140/365

we talk as if our words matter
as if our tone could change
or add meaning to a language
tired and old, we talk
and listen and do not hear
our emotions unintelligible-
our thoughts run on legs
we do not own, and when
we stop, love, we are
but useless sound, murmurs
of hope that bring us home
night after night after night.

139/365

Never Have I Ever, A List


I have never kept a clean house

or mind, clutter is matter; 


never rooted myself entirely

to someone, a barren tree;


never used my hands 

for harm, for a bed, yes;


never swallowed the day,

the bitterest pill, hot and stinging;


never carried the wounded,

except my own mind, tangled in thought;


never opened up, never,

not once, a jar: sealed;


never been completely honest,

lie and lying, and liar;


never knew who and when,

nor why and how, always questioning;


never flew, not a jump or a leap,

I am too heavy for leaving the ground;


never wanted (like I do now),

desire, need, lust, like, love: want;


never cried like rain, in torrents,

no drowning of cheeks or lips or inner ear;


never went where I was supposed to,

don’t know whose feet I should wear. 


 

 

(Source: inkstained.net)

138/365

Never saw you walking barefoot,
never saw you looking at the moon
with your night sky eye

Never saw you on a Saturday
morning, naked and asleep
your dark hair fighting the dawn’s light,
never saw you searching
for sheets, wondering
about those awake somewhere.

I don’t think of you tonight,
of the way my words are no longer
on your tongue, nothing
about this moment seems right.

We were a misdiagramed sentence,
our nouns in place of our verbs
we were the subject and object
our time together a preposition-
we were always over, upon, despite,

except: our rhetoric lost.

137/365

The ocean gives birth to the eternal:
Upon beaches awash with bottles
seamen kneel, pray, and break.
They are complacent in their requests
like the ancient crabs who lost shells
and give into death, easily; haphazardly.

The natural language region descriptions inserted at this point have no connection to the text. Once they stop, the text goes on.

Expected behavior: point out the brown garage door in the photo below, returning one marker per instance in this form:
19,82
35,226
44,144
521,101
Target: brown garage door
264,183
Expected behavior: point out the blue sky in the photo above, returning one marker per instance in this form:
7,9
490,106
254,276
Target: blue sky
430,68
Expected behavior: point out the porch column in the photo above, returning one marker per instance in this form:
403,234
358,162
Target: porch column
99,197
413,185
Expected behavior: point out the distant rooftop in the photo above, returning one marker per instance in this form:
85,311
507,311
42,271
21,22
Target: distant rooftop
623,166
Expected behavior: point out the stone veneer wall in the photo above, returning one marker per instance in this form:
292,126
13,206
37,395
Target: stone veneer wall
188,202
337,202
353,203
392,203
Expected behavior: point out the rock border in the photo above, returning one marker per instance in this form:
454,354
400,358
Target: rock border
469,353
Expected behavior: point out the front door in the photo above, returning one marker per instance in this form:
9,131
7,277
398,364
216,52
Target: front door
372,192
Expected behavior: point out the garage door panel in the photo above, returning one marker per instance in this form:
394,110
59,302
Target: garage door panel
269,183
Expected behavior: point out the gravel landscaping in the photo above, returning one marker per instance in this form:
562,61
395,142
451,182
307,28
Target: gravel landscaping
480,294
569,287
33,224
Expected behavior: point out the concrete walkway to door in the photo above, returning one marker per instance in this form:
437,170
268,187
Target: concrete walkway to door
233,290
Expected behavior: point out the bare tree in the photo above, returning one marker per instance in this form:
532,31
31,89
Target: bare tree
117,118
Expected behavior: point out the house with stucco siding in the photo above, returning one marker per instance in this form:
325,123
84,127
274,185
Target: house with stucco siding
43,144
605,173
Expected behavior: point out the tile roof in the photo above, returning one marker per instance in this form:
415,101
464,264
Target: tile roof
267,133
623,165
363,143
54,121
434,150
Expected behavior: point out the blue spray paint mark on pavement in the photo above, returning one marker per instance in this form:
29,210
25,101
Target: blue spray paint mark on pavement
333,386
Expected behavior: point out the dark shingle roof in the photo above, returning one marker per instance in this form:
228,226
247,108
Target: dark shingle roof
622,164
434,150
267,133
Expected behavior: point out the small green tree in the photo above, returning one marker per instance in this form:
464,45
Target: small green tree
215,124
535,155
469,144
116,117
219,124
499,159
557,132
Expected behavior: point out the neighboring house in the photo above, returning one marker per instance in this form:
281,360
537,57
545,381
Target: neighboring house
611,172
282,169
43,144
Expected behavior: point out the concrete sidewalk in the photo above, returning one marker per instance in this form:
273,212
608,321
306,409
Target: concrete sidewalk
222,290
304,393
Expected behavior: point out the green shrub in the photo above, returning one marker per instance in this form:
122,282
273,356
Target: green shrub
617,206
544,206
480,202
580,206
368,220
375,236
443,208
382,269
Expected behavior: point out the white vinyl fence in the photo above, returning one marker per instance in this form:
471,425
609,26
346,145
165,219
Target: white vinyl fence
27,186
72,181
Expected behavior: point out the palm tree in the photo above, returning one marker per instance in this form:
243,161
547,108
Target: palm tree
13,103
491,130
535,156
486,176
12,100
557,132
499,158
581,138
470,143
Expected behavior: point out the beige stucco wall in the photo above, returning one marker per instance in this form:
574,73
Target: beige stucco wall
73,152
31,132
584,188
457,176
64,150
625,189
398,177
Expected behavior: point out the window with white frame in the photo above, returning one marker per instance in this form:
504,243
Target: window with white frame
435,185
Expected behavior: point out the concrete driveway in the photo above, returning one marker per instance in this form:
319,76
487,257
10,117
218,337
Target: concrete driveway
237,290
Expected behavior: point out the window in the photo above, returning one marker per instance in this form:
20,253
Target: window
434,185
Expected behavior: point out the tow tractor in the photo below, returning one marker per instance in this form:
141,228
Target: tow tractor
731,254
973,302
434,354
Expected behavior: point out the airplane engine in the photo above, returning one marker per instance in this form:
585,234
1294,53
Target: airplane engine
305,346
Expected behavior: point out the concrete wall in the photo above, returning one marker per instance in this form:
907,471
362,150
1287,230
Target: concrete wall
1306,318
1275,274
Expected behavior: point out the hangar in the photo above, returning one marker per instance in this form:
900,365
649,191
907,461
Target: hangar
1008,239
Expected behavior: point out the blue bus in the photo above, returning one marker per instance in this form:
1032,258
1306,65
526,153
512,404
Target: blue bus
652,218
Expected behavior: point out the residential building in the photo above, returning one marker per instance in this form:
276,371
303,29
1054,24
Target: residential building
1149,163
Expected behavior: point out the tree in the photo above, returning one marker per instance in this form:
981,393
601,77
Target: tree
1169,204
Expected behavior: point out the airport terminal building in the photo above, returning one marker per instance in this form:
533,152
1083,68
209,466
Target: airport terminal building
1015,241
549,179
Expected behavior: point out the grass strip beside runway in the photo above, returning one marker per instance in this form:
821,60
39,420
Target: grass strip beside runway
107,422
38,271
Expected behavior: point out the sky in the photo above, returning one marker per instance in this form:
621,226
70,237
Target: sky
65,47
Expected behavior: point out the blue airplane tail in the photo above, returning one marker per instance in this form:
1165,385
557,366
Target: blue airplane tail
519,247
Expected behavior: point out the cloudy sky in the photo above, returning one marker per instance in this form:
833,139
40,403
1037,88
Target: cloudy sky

Messages don’t last long in salt air,
they wither and are lost to history.

136/365

to be the key
to her lock
& open doors
I’ve only peaked
through, to be
the hinge
and the handle,
complete.

six-word memoir

never known revolution like she has.

135/365

to touch and not feel
to sing and not sound
to run and not move
to soar and not fly
to love and not like
to want and not have

to know all of that
and still want you
is to think with no thought.

134/365

tonight, let me be
the wind and sky,

let me be silence,
sand, the sea

let me be distant
shores,waves

let me crash deep,
tonight, let me be

sleep and dreams,
a fluttering lid, heavy,

133/365

minutes tick slowly
when at the end
of a hallway
with nowhere to go
but down; time
doesn’t stand
a chance
but chances come
one at a time,
these days.

132/365

sometimes
all I want
to say
is come back.

(but you took
my tongue).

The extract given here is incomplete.